The wrought iron latticework of the Cathedral Bridge was designed by hydraulic engineer Hermann Lohse and formed an intricate network of diagonal lattices both on the inside and outside of the bridge. The bridge's gates, erected out of gray Udelfanger sandstone and holding heavy iron doors to close either side of the bridge, were designed by Heinrich Strack and added after the bridge had been completed. The combination of a cage-like structure that could be closed on either side inspired the local nickname "mouse trap" (Muusfall, /ksh/). The bridge was also referred to as solid bridge, because it was the first immovable bridge in between Basel and the Netherlands since the Roman bridge, built near Cologne in the 4th century. Since the Middle Ages, reaction ferries formed flying bridges and since Prussian times, ship's bridges, a form of pontoon bridges, were also used.

The earthworks started on 6 June 1855; the foundation stone was laid by Frederick William IV four months later, on 3 October. Only after construction work had begun were the designs altered to include dual railway tracks on the northern downstream side of the bridge. Since the early 1850s, the Prussian authorities emphasized on constructing state railways. This opened up the possibility for the Cologne-Minden Railway Company to co-finance the bridge to extend the Deutz–Gießen line into the heart of Cologne, and integrate the previously separate railways on either side of the river Rhine. At the request of the Prussian Army, who had to approve every bridge design before it was carried out, it included a swing bridge on the western side which could be closed in case of war. The design was inspired by the railway bridges over the river Vistula at Tczew and over the river Nogat at Malbork, both of which were finished in 1857 as part of the Prussian Eastern Railway. The same chief superintendent for those bridges, Hermann Lohse, also led the construction work for the Cathedral Bridge.

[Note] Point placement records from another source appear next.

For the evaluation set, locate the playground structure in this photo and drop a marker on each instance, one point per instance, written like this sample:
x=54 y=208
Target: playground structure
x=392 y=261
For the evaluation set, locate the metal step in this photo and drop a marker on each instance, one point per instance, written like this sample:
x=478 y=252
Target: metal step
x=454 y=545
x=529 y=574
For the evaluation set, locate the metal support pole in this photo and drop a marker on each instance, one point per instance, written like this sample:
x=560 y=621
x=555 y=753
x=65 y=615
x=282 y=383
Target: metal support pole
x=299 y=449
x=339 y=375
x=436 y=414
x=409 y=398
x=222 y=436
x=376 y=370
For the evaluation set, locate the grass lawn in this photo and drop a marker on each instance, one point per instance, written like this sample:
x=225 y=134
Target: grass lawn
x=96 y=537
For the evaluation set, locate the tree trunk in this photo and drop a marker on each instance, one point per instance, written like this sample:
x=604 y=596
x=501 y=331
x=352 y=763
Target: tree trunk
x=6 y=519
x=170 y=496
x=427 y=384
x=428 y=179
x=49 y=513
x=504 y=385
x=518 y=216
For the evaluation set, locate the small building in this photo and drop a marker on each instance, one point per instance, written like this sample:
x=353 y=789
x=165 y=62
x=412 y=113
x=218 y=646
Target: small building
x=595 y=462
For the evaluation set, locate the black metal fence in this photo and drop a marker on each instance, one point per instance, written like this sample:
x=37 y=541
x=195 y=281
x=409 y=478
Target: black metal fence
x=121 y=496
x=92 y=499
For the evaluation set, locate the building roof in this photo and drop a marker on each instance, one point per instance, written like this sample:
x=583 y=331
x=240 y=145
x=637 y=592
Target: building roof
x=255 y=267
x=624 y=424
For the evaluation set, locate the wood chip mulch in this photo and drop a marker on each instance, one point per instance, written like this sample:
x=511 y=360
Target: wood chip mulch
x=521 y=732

The Cathedral Bridge was inaugurated on 3 October 1859, exactly four years after construction work had officially begun. Forty years after the construction, it was estimated the bridge had cost nearly 4 million (Prussian) thalers.

== Deconstruction ==
The bridge was unable to meet the increased demands imposed on it by the new Cologne Central Station (1894). After construction work had already started for the Hohenzollern Bridge in 1907, the Cathedral Bridge was deconstructed in stages between 1908 and 1910. The Hohenzollern Bridge was completed 1911, destroyed in 1945 during World War II and subsequently rebuilt. The current Hohenzollern Bridge's southern foundation is placed at almost exactly the same location as the Cathedral Bridge's foundation, and is the most heavily-used railway bridge in Germany.